Раздались аплодисменты. Раздались протесты:
– Нет! Это неправильно! Так нельзя! Мы должны спросить мнения остальных!
– Предложить им сначала оставить дом г. Семенчукова, – и тогда…
Толпа двинулась в зал.
– Вы не смеете нас остановить! Мы должны объясниться! Такой вопрос!
– Господа, констатирую, – загремел голос колоссального техника, – что всякое воспрещение нам войти в зал будет мерой, носящей полицейский характер!
– Насилие!
– Дворников! – раздались насмешливые голоса.
– Остановите силой! Зовите.
Семенчуков весь в поту отступил в сторону.
IV
В то время, как в гостиной шла вся эта сцена, Мамонов, Семён Семёнович, в зале не говорил, а почти кричал, стоя поближе к дверям, чтобы слышно было в гостиной.
Пётр Петрович глядел на него с добродушной улыбкой:
– Вытянулся! Как лошадь на финише. В первые радикалы идёт! Спортсмен!
Мамонов кричал:
– Я не понимаю, господа! Почему же? Конечно, впустить! Чего бояться? Собрались на частное совещание, а выйдет нечто большее! Получится грандиозный митинг! Великолепно! Постановим резолюцию!
– Разумеется, допустить! – всё с той же добродушной улыбкой говорил Пётр Петрович, стоя в группе собравшихся, обсуждавших вопрос, сделать ли совещание неожиданно публичным или нет, – пусть займут места, аплодируют, свистят, пусть даже говорят! Если бы от меня теперь потребовали, чтоб я и обедал публично, в присутствии учащейся молодёжи, сознательных рабочих и вообще интеллигенции обоего пола, – я бы и в столовую к себе пустил эту милую молодую толпу. Пусть свищут, как я ем рябчика! Может быть, поаплодируют, что я ем борщ с кашей! Медовый месяц политических речей, резолюций. Гласности на каждом шагу. Как молодые на каждом шагу целуются. Я очень люблю, когда молодые в медовый месяц много целуются. Это хорошо!
– Не узнаю я тебя, Пётр Петрович! – сказал раздражённым тоном Мамонов. – Положительно, не узнаю сегодня. Словно тебя подменили. Как ты можешь!
– Да ты про что? – улыбаясь, обернулся к нему Пётр Петрович. – Ведь я за то, что и ты кричишь. Чтоб впустили!
– Вообще…
Семён Семёнович слышал слова Кудрявцева о спортсменстве…

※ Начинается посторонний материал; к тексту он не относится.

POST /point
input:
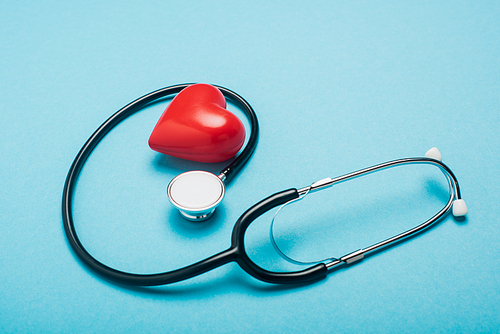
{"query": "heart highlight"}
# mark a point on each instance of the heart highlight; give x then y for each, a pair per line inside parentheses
(197, 126)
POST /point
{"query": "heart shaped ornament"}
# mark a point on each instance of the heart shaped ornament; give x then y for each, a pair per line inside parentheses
(197, 126)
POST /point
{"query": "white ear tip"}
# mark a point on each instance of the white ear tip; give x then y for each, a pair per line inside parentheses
(459, 208)
(433, 153)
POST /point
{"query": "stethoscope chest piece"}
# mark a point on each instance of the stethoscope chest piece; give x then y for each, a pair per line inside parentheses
(196, 194)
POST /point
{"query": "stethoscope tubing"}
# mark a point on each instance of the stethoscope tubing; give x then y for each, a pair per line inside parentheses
(236, 253)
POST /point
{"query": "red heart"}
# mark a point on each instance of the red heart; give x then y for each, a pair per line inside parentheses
(196, 126)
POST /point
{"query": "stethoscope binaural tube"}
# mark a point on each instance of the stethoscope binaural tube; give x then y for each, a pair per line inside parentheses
(236, 253)
(86, 150)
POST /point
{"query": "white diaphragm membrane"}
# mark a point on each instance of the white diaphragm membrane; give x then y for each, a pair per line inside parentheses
(196, 194)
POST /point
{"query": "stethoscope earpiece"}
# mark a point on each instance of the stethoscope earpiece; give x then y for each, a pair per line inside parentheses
(198, 193)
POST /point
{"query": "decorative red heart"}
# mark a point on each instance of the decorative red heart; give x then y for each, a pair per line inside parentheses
(196, 126)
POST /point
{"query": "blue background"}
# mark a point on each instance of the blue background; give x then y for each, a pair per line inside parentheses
(337, 86)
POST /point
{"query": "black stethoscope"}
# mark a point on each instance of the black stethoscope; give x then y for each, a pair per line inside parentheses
(215, 186)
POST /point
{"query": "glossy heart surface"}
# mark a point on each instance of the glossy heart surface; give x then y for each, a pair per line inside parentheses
(197, 126)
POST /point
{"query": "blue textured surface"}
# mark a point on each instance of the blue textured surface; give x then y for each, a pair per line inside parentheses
(337, 86)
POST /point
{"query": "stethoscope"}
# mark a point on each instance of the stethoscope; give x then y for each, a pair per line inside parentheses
(215, 186)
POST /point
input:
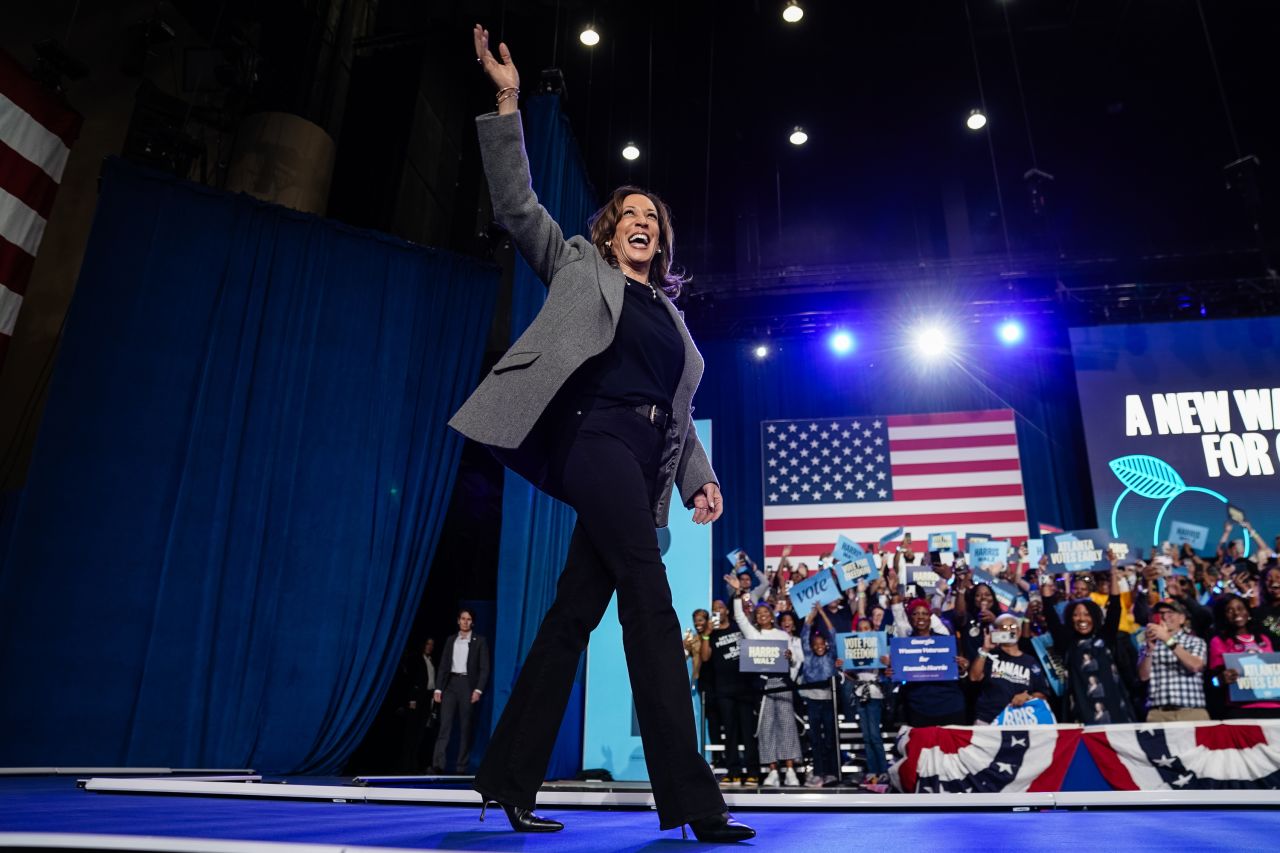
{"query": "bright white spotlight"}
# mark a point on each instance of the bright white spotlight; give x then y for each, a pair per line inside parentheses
(931, 342)
(1011, 332)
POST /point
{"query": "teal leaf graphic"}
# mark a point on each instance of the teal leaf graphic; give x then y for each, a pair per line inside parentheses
(1148, 477)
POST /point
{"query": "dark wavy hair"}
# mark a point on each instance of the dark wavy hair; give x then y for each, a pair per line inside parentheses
(604, 222)
(1221, 626)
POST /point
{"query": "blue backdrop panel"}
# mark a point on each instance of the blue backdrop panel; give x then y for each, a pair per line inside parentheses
(801, 378)
(611, 738)
(535, 528)
(238, 484)
(1201, 459)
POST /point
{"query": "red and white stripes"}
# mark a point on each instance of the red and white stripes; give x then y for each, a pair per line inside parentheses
(36, 133)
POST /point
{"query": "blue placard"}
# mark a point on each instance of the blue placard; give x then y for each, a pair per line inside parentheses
(988, 553)
(923, 658)
(1055, 671)
(1078, 551)
(763, 656)
(926, 576)
(892, 534)
(862, 649)
(1260, 676)
(944, 542)
(1029, 714)
(1192, 534)
(848, 574)
(972, 539)
(845, 551)
(819, 588)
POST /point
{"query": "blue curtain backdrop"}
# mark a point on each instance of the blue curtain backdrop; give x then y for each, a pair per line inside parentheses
(535, 529)
(801, 378)
(237, 488)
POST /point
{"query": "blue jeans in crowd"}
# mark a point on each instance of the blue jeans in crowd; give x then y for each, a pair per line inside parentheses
(822, 737)
(868, 723)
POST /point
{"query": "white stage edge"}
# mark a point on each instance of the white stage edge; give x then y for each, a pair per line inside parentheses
(798, 801)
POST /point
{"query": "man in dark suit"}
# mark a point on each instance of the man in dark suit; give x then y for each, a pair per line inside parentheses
(462, 679)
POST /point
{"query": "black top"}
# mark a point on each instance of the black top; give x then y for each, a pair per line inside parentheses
(645, 360)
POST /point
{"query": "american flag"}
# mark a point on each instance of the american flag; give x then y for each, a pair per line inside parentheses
(865, 477)
(36, 133)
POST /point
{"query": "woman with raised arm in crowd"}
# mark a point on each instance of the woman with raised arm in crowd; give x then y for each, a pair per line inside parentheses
(593, 405)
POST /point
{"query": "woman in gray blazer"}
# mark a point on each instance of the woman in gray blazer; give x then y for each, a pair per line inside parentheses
(594, 405)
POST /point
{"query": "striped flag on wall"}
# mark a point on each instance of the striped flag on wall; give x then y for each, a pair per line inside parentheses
(864, 477)
(36, 133)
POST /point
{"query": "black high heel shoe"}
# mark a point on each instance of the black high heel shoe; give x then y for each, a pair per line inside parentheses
(522, 820)
(720, 829)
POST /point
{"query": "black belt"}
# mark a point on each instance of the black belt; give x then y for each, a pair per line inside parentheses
(657, 416)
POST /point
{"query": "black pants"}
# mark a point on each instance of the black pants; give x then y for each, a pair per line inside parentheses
(455, 707)
(741, 755)
(607, 464)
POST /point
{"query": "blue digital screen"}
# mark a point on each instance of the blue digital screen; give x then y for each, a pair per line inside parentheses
(1182, 423)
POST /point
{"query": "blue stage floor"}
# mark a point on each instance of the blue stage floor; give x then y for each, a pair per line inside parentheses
(54, 804)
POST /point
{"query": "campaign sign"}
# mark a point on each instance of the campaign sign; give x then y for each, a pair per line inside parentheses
(860, 651)
(1029, 714)
(819, 589)
(988, 553)
(1055, 670)
(763, 656)
(845, 551)
(1192, 534)
(892, 534)
(922, 575)
(944, 542)
(848, 574)
(1078, 551)
(1260, 676)
(972, 539)
(923, 658)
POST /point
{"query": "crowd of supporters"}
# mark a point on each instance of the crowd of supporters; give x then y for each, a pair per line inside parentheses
(1143, 641)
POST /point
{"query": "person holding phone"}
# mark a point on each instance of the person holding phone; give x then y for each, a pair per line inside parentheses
(593, 404)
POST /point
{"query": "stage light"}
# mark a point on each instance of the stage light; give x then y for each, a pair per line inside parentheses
(931, 342)
(1011, 332)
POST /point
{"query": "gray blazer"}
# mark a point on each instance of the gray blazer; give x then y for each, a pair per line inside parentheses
(577, 320)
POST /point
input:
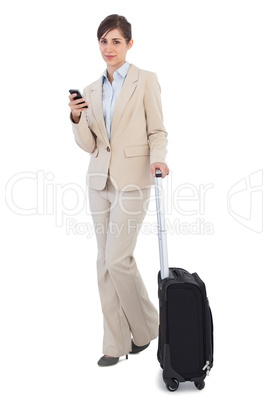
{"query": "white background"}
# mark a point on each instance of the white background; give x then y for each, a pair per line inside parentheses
(211, 61)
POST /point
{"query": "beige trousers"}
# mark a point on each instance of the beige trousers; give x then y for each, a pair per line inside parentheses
(117, 216)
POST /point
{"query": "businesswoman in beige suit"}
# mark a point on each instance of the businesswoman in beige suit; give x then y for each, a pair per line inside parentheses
(122, 129)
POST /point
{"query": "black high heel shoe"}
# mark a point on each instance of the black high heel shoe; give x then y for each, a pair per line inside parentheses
(138, 349)
(106, 361)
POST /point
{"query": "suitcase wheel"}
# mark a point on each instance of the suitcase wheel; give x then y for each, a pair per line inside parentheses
(172, 384)
(200, 385)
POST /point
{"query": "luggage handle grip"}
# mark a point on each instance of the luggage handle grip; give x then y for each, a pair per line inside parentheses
(162, 233)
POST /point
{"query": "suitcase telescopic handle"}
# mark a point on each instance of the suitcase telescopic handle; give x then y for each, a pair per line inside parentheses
(162, 233)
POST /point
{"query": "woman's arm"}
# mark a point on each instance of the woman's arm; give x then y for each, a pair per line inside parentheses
(157, 135)
(84, 137)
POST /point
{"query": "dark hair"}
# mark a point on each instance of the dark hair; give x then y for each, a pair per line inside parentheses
(115, 21)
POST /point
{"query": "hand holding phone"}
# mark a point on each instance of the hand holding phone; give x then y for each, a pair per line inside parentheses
(77, 107)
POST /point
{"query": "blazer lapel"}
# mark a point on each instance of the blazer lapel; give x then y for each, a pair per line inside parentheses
(97, 110)
(125, 95)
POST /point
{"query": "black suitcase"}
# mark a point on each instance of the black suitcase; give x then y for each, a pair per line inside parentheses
(185, 343)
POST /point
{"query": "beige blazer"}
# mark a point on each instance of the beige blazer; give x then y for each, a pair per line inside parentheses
(138, 136)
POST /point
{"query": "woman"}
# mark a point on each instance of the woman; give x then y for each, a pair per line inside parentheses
(122, 128)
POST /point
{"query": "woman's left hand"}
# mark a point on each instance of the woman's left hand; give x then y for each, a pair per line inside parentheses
(162, 166)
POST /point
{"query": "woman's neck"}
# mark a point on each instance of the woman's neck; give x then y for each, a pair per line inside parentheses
(112, 69)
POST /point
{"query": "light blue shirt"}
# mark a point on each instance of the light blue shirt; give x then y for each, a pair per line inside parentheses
(110, 94)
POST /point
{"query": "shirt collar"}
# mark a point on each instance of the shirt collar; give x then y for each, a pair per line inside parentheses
(123, 70)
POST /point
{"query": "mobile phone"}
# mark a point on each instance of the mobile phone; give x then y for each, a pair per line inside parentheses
(79, 96)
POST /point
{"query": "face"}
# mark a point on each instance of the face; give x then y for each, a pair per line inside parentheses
(113, 47)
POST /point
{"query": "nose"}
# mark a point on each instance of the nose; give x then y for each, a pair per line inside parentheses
(109, 48)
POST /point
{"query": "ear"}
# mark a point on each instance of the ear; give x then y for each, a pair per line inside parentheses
(130, 44)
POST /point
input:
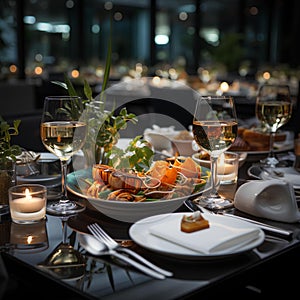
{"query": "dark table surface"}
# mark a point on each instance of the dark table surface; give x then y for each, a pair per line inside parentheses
(259, 272)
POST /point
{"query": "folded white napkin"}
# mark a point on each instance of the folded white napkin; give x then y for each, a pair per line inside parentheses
(218, 238)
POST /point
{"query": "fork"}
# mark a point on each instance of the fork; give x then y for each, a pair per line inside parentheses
(101, 235)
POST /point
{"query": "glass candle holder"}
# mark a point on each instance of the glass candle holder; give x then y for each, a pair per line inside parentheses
(227, 168)
(27, 203)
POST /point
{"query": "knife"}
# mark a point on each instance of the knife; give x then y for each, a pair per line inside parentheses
(269, 228)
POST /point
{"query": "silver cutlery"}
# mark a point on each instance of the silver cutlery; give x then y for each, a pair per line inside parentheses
(97, 247)
(111, 244)
(190, 204)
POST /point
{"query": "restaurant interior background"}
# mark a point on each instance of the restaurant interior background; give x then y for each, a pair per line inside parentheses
(202, 43)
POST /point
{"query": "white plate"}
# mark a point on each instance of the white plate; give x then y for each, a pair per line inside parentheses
(290, 175)
(139, 232)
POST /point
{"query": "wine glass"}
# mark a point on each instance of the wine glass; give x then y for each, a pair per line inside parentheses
(63, 134)
(215, 129)
(273, 109)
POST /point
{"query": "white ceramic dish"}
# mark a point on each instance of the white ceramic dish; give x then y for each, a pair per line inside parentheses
(124, 211)
(289, 174)
(140, 233)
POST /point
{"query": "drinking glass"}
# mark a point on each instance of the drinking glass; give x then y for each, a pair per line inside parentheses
(63, 134)
(215, 130)
(273, 109)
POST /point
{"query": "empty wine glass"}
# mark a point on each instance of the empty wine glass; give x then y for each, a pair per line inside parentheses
(215, 129)
(273, 109)
(63, 134)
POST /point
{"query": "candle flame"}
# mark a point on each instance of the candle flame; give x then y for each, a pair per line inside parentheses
(27, 194)
(29, 239)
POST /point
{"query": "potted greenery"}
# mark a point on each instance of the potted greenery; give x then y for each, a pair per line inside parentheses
(8, 154)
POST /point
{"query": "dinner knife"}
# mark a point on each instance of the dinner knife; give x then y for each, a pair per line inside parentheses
(269, 228)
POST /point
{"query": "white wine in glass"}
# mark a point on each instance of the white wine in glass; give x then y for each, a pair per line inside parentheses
(273, 110)
(215, 130)
(63, 134)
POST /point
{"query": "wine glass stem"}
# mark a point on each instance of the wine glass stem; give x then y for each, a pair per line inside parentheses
(64, 168)
(64, 231)
(271, 146)
(213, 163)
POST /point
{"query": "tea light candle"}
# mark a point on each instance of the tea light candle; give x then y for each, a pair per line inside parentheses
(27, 203)
(225, 168)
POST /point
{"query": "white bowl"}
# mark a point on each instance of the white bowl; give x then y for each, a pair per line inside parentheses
(134, 211)
(206, 163)
(123, 211)
(183, 147)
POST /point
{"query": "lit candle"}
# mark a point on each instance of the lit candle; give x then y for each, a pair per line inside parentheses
(227, 168)
(224, 168)
(27, 203)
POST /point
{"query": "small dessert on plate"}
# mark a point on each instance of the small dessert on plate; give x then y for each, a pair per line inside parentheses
(193, 222)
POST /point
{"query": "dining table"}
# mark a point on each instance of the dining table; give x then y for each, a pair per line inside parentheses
(26, 271)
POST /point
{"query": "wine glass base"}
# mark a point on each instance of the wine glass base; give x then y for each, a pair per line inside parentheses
(214, 202)
(270, 162)
(65, 209)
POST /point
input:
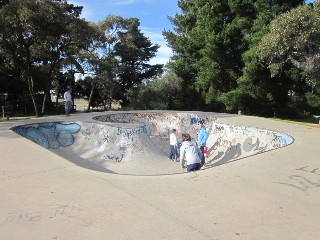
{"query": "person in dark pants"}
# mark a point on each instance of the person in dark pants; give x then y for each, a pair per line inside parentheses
(202, 139)
(190, 154)
(173, 145)
(67, 101)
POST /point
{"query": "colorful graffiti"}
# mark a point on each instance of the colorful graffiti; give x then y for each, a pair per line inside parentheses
(139, 135)
(49, 135)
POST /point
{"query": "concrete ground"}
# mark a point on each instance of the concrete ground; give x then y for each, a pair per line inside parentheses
(274, 195)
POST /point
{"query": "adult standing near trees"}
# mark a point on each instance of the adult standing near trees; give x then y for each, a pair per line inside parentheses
(202, 139)
(67, 100)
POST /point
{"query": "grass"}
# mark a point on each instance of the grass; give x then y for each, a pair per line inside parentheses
(305, 121)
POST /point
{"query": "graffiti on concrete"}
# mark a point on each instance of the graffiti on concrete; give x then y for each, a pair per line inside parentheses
(49, 135)
(139, 134)
(227, 142)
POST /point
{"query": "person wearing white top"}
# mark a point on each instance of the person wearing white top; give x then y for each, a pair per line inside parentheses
(190, 154)
(67, 101)
(173, 145)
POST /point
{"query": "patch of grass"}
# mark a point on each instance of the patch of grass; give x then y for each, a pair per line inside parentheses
(305, 121)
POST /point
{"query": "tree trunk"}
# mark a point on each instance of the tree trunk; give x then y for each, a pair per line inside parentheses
(90, 99)
(33, 95)
(45, 97)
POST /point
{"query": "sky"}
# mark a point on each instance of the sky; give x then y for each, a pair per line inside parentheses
(153, 16)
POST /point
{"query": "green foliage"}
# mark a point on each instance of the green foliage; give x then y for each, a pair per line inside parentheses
(214, 45)
(161, 93)
(294, 37)
(41, 36)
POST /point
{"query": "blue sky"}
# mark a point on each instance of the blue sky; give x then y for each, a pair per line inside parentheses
(153, 16)
(151, 13)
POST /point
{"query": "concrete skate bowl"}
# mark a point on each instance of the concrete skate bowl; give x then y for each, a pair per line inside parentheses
(138, 143)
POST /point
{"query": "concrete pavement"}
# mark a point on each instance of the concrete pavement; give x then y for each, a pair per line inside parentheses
(273, 195)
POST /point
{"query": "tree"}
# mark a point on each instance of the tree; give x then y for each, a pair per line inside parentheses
(213, 45)
(43, 36)
(134, 51)
(294, 38)
(161, 93)
(257, 92)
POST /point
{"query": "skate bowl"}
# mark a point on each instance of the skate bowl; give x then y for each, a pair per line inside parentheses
(138, 143)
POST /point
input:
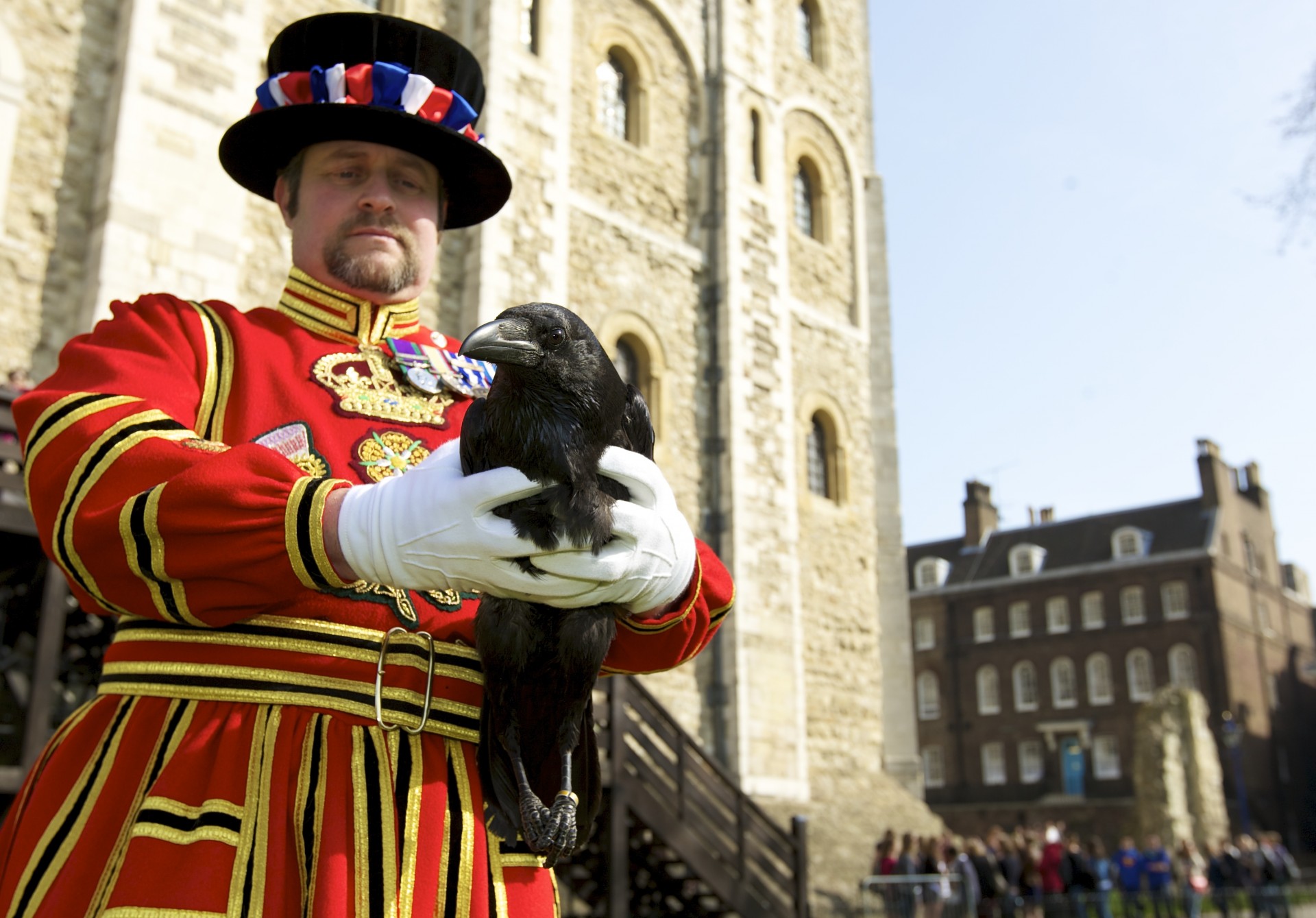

– Вообще не понимаю, как ты так можешь… Вопрос поставлен слишком принципиально. Да и вообще! Вместо частного, у нас получится общественное собрание! Мы постановим резолюцию!
– Ну, да! Ну, да! – тоном всё того же добродушия продолжал Пётр Петрович. – Вместо того, чтоб обсуждать, рассуждать, выкрикнем: «прямой, равной, тайной подачи голосов». Кто-нибудь предложит эту «резолюцию». Кто против неё? Вот и весь результат совещания! Тогда нечего советоваться! Не о чем думать, говорить, спорить! Все на этом пункте согласны! Достаточно собраться, крикнуть хором, – как солдаты кричат: «рады стараться!» – «всеобщей, прямой, тайной подачи голосов» – и разойтись. Дело сделали! И в десять минут!
– Ну, да! Ну, да! – наскакивал Семён Семёнович. – «Всеобщей, тайной, равной подачи голосов». А ты, что же, против этого? Ты против?